Surely you understand that there are many levels of understanding what the Church teaches. Folks are in differently places in their spiritual walk. The universal Church attempts to reach everyone where they are, as Saint Paul taught us to do.

For me, this type of discussion make little sense. I cannot reasonable discuss the faith with those who think that if I miss mass today, I will go directly to hell this night, unless I should happen to go to sacramental confession before I sleep. Those folks have a special sound proof room in heaven, so that this rest of us don't disturb them.

As you must understand, the Church has changed tremendously from the time when all non-Catholics (or almost all) went to hell, and that heaven will be filled with only those Catholics who have not committed a mortal sin since their last confession. The Church has changed, but many in the Church have not. Changes take a lot of time.

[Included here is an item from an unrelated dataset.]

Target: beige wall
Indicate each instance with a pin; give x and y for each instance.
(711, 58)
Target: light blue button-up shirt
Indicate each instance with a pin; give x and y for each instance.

A breath of air came into the Church, and still folks reject the Church's understandings.

In te US, the so-called conservatives have common cause with many Protestants who accept the legalistic model and eternal torment for those who missed mass today. Even just a little reflection must tall you that this view is flawed.

The Church is the Family of God and a hospital for sinners. God does not kick folks out of his family for every sin they commit a sin, not even a major one.